Artificial Intelligence Boosts Breast Cancer Detection Accuracy Using Ultrasound Images

Thursday 23 January 2025


Breast cancer is a leading cause of death worldwide, and early detection is crucial in saving lives. While doctors can diagnose breast cancer through physical exams and imaging tests, artificial intelligence (AI) can be used to improve accuracy and speed up the process.


Researchers have been experimenting with deep learning techniques to detect breast cancer using ultrasound images. In a recent study, a team of scientists from Varendra University in Bangladesh trained three deep learning models – ResNet50, MobileNet, and VGG16 – on a dataset of 9,248 ultrasound images labeled as benign, malignant, or normal.


The results showed that the ResNet50 model achieved an accuracy of 98.41%, outperforming the other two models. This is a significant improvement over previous studies, which used different deep learning architectures and achieved lower accuracy rates.


But why did ResNet50 perform better? One reason is its ability to capture hierarchical features in the images. Hierarchical features refer to patterns or structures that are present at multiple scales within an image. By capturing these features, ResNet50 can identify subtle differences between benign and malignant tumors.


Another advantage of ResNet50 is its ability to learn from a large dataset. The researchers used a dataset of 9,248 ultrasound images, which is larger than many previous studies. This allowed the model to learn more patterns and relationships in the data, leading to better performance.


So how can this technology be used in real-world settings? In theory, AI-powered breast cancer detection could be integrated into radiology departments or even performed remotely through telemedicine platforms. This could save time and reduce the risk of human error.


However, there are also potential drawbacks to consider. For example, AI systems may not be able to accurately detect tumors that are very small or irregularly shaped. Additionally, AI systems may require large amounts of data to learn effectively, which can be a challenge in developing countries where resources may be limited.


Despite these challenges, the potential benefits of AI-powered breast cancer detection make it an exciting area of research.

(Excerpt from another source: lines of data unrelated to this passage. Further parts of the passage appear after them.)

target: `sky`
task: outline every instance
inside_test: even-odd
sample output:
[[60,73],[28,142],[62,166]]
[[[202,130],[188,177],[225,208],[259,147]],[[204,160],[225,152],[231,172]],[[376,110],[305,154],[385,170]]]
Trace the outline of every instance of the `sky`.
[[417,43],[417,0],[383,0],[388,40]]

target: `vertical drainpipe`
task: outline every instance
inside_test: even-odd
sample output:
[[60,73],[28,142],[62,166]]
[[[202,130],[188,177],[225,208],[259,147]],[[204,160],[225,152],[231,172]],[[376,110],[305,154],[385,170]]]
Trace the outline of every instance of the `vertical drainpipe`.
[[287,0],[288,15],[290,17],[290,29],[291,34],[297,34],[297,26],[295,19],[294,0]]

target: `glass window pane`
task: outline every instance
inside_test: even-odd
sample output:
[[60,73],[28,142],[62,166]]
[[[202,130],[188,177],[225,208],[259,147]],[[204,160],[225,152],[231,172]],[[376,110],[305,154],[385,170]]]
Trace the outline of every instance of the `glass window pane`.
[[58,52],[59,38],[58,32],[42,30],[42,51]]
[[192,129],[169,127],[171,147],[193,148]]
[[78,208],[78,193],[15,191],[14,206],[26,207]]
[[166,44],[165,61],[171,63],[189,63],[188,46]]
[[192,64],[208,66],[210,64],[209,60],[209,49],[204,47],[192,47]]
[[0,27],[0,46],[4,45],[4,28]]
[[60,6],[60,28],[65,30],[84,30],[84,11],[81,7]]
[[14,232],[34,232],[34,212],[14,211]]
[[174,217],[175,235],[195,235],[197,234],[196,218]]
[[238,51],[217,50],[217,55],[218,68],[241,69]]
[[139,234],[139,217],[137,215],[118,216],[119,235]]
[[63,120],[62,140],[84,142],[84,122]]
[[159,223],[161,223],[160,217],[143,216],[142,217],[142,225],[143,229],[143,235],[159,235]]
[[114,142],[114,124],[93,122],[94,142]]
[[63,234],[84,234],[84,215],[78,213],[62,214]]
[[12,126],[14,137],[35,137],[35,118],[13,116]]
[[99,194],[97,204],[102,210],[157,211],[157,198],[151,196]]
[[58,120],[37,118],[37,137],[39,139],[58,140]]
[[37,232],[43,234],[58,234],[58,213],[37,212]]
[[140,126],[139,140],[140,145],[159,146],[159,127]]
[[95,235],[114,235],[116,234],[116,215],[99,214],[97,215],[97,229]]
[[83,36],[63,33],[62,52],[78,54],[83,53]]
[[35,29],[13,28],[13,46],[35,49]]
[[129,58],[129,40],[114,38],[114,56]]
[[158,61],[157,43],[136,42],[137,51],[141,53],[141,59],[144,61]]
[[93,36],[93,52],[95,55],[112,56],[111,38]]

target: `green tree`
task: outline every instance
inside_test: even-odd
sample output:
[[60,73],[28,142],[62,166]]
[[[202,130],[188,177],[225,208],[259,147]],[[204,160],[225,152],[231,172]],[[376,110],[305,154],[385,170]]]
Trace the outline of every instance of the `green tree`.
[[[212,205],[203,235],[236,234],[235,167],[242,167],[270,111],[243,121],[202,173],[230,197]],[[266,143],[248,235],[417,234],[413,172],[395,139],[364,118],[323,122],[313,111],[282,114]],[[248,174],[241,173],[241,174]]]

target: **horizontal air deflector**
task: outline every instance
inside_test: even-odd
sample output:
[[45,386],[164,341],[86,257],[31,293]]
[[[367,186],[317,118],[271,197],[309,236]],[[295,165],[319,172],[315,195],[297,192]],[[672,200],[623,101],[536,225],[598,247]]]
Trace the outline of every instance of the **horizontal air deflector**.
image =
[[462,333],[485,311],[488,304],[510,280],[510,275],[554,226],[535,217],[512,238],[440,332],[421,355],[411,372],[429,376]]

By combining machine learning with ultrasound imaging, scientists may be able to develop a more accurate and efficient way to detect breast cancer – potentially saving thousands of lives each year.


Cite this article: “Artificial Intelligence Boosts Breast Cancer Detection Accuracy Using Ultrasound Images”, The Science Archive, 2025.


Breast Cancer, Ai-Powered Detection, Ultrasound Images, Deep Learning, Resnet50, Mobilenet, Vgg16, Hierarchical Features, Telemedicine Platforms, Radiology Departments


Reference: Mst. Mumtahina Labonno, D. M. Asadujjaman, Md. Mahfujur Rahman, Abdullah Tamim, Mst. Jannatul Ferdous, Rafi Muttaki Mahi, “Early Detection and Classification of Breast Cancer Using Deep Learning Techniques” (2025).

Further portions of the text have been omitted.